我已经能够验证findUniqueWords确实会导致一个排序的列表。但是,它不返回列表。为什么?
def findUniqueWords(theList):
newList = []
words = []
# Read a line at a time
for item in theList:
# Remove any punctuation from the line
cleaned = cleanUp(item)
# Split the line into separate words
words = cleaned.split()
# Evaluate each word
for word in words:
# Count each unique word
if word not in newList:
newList.append(word)
answer = newList.sort()
return answer
要理解为什么它不返回列表:
Sort()方法不返回任何值,而Sort()方法只是按特定顺序对给定列表中的元素进行排序——升序或降序,而不返回任何值。
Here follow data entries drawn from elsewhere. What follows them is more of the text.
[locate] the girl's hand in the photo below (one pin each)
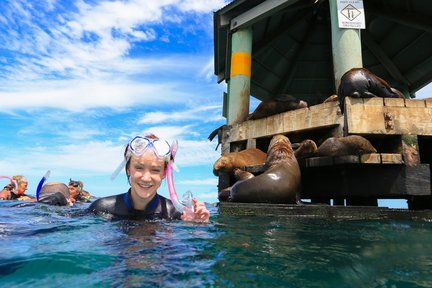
(201, 214)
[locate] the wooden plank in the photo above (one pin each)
(318, 116)
(321, 211)
(373, 118)
(396, 102)
(346, 159)
(372, 158)
(390, 158)
(415, 103)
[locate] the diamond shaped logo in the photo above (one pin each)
(350, 12)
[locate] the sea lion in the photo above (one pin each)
(281, 181)
(331, 98)
(306, 148)
(54, 193)
(240, 175)
(349, 145)
(280, 103)
(361, 83)
(232, 160)
(410, 154)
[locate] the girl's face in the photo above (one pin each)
(146, 173)
(73, 191)
(22, 187)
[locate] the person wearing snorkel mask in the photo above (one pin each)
(77, 192)
(146, 159)
(19, 192)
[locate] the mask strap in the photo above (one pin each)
(118, 169)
所以问题是answer = newList.sort(),其中答案为none。
相反,你可以只返回newList.sort()。
sort()方法的语法是:
list.sort(key=..., reverse=...)
或者,你也可以使用Python的内置函数sorted()来达到同样的目的。
sorted(list, key=..., reverse=...)
注意:sort()和sorted()之间最简单的区别是:sort()不返回任何值,而sorted()返回一个可迭代列表。
在这里,answer = sorted(newList)
下面是Guido van Rossum在Python开发列表中的一封电子邮件,解释了为什么他选择在影响对象的操作上不返回self,并且不返回新操作。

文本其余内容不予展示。